The story broke April 2, when John Paton, CEO of Digital First Media, announced that his chain of 75 daily newspapers was pulling the plug on its two-year-old experiment in shared, digital content, Project Thunderdome.

“We had 50-some-odd people and 95 percent of them will be leaving the company as part of this change,” said Jim Brady, DFM’s editor-in-chief and chief architect of Project Thunderdome. “So, for all intents and purposes, Thunderdome is dead. Whether the work lives on or some of the new ideas and technologies we brought into the company will live on — I think they will — but they’re going to have to be managed by the papers now.”

DFM launched Project Thunderdome as a way to centralize non-local news production in one location.

“If 20 percent of your effort in your newsroom is going to producing non-local stuff, obviously, that doesn’t make a lot of sense in these tight times,” Brady said “So, it was our job to help produce the national content.”

Project Thunderdome’s second role was to create unique content that could generate revenue across all of DFM’s 75 daily newspapers. It did this by producing special sections in feature areas such as health, technology and pets.

On top of that, Thunderdome acted as a resource to provide support in areas like data, curation and video production.

“When the Newtown story happened, we had a bunch of people go up to Connecticut from Thunderdome to help with editing, with reporting, with video, with social, and so, shared services was sort of a third element of it,” Brady said.

In the end, though, it was simply a matter of economics that made it easy for DFM to cut Thunderdome loose.

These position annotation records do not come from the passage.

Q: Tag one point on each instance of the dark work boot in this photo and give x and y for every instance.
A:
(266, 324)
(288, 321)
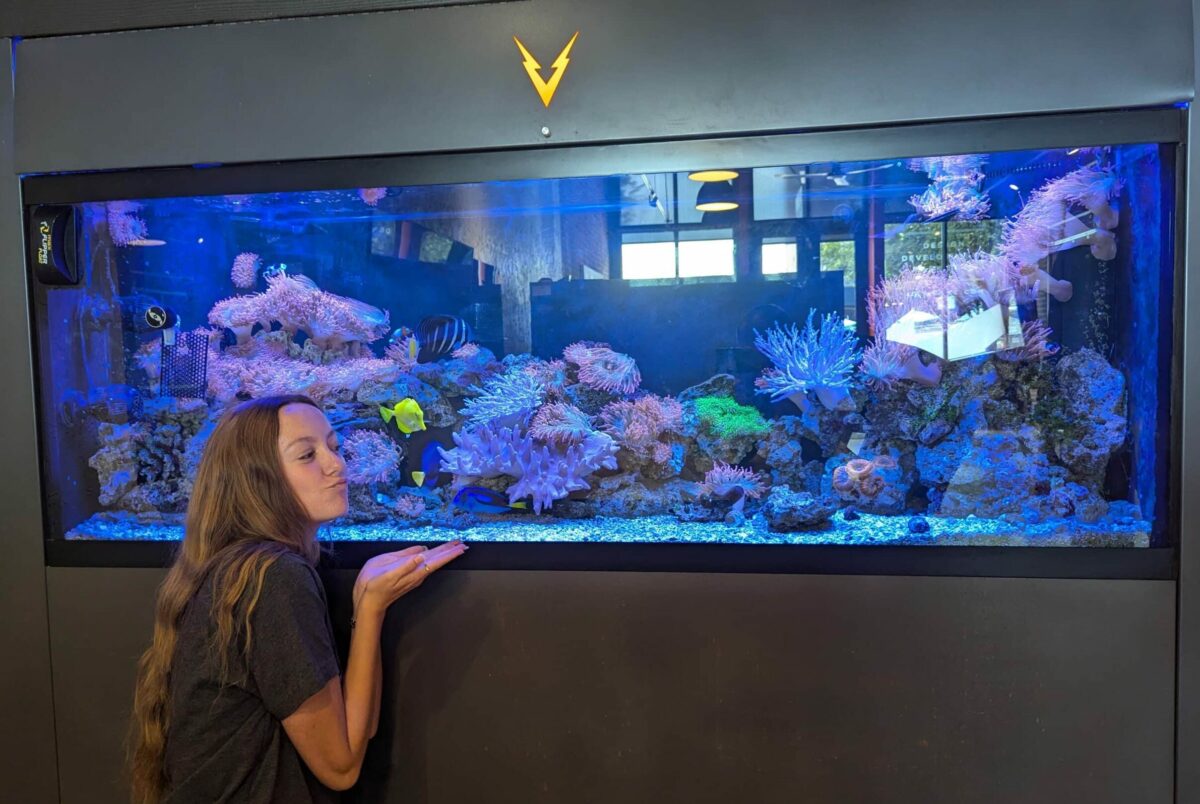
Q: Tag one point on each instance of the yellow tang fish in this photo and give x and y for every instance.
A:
(408, 415)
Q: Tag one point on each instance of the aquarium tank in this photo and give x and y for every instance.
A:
(957, 349)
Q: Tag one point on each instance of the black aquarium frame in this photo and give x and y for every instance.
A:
(1050, 131)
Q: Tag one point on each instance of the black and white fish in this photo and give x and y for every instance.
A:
(441, 335)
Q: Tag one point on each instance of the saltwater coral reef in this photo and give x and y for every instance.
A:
(125, 227)
(724, 480)
(637, 425)
(370, 457)
(1035, 343)
(507, 400)
(559, 423)
(604, 370)
(544, 473)
(245, 269)
(297, 304)
(886, 361)
(821, 359)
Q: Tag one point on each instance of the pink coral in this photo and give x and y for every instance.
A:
(551, 373)
(268, 375)
(372, 196)
(1036, 343)
(983, 277)
(603, 369)
(370, 457)
(559, 423)
(245, 269)
(297, 304)
(1045, 225)
(910, 289)
(466, 352)
(886, 361)
(545, 473)
(954, 187)
(639, 424)
(724, 479)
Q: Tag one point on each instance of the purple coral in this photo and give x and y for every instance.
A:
(245, 269)
(1045, 225)
(989, 279)
(724, 479)
(603, 369)
(508, 399)
(545, 473)
(370, 457)
(819, 359)
(559, 423)
(910, 289)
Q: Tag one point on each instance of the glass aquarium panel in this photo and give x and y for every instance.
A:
(967, 349)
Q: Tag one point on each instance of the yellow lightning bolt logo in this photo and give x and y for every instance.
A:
(546, 89)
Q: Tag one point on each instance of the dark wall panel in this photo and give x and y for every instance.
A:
(436, 79)
(59, 17)
(594, 687)
(27, 735)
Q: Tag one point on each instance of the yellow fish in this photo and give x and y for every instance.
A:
(408, 415)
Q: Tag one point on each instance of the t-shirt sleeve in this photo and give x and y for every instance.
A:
(292, 651)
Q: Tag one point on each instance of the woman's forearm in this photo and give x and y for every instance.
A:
(363, 683)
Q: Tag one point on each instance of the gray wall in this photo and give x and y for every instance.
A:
(647, 687)
(1021, 689)
(450, 78)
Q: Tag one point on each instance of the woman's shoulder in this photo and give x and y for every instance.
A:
(291, 575)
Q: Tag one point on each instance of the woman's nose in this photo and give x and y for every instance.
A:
(334, 463)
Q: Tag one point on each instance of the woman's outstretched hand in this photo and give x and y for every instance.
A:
(388, 577)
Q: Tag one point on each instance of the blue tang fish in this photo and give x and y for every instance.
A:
(485, 501)
(431, 466)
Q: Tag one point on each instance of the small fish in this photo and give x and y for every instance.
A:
(485, 501)
(407, 413)
(442, 335)
(431, 465)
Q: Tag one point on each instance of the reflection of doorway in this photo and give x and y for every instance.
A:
(808, 251)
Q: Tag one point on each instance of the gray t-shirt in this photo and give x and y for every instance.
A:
(227, 743)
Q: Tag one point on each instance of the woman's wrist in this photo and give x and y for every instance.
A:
(366, 615)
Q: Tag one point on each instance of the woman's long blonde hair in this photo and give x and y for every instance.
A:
(241, 516)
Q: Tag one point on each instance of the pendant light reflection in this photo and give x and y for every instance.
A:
(717, 197)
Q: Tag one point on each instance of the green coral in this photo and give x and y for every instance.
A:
(726, 419)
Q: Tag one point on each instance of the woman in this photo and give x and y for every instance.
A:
(239, 697)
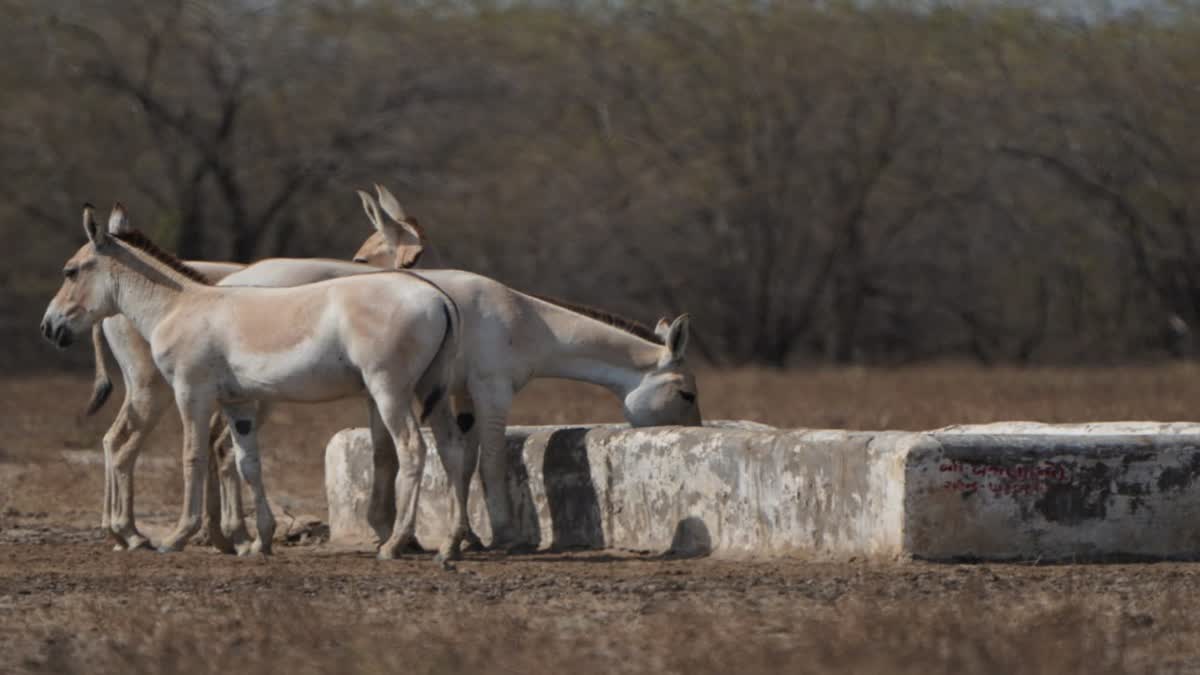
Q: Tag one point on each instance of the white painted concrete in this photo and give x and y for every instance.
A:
(997, 491)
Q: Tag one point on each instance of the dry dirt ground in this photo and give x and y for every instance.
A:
(67, 603)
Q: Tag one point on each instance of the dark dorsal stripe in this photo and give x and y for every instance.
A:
(616, 321)
(141, 242)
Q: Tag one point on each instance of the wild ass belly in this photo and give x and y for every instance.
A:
(309, 371)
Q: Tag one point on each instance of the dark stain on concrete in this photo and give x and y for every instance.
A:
(570, 493)
(1084, 499)
(1180, 477)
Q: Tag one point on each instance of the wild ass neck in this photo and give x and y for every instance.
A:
(589, 350)
(147, 290)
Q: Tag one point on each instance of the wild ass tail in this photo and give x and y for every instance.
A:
(101, 384)
(438, 376)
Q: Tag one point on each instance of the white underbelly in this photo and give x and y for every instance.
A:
(304, 374)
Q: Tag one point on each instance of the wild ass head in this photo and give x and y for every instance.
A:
(396, 243)
(88, 291)
(666, 394)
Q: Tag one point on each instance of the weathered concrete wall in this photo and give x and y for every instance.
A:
(1014, 490)
(1021, 490)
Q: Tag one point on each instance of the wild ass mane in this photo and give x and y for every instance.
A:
(616, 321)
(141, 242)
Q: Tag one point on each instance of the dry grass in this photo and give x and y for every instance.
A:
(78, 608)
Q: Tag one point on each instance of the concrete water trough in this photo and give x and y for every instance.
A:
(997, 491)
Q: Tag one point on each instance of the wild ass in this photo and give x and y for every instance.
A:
(397, 244)
(510, 338)
(391, 335)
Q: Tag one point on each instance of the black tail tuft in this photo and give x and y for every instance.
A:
(100, 393)
(431, 402)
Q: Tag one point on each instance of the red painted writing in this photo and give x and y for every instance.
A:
(1003, 479)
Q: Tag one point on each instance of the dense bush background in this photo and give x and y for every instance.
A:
(811, 181)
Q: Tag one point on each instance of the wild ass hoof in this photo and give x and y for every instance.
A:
(251, 548)
(137, 543)
(393, 548)
(471, 542)
(444, 562)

“From a cost perspective, times are tight and, you know, when you’re looking for things to cut, certainly one of the things that unfortunately got Thunderdome on the list was it’s not in and of itself a local property,” Brady said. “It is a fair argument to make that, at heart, Digital First Media is made up of 75 local newspapers that have to survive cause they’re so important in their communities and still drive a certain amount of revenue. And so, if you have to trim somewhere, it’s more likely to be the thing that doesn’t have a home base like the papers.”

Brady will be one of those DFM staffers moving on. He announced his departure shortly after the official word came down about Thunderdome’s fate.

This isn’t his first “noble experiment” in digital journalism and it probably won’t be his last. He had notable stints at WashingtonPost.com and TBD.com, a hyperlocal website based in Washington, D.C.

“We live in this media world in which everybody wants to declare everything a success or a failure or black or white, and it just gets so tedious at times, cause I’d like to think that there are things that we did at TBD that sites since then have taken parts off,” he said. “And there are things that I did at TBD that were parts of sites that came before that. This is all a collective learning experience here, and that step by step, we kind of get our way toward an answer that’s both good for the consumer and good for the revenue line. When somebody finally cracks that code, it’s going to be due to the efforts of a thousand different people trying a thousand different things.”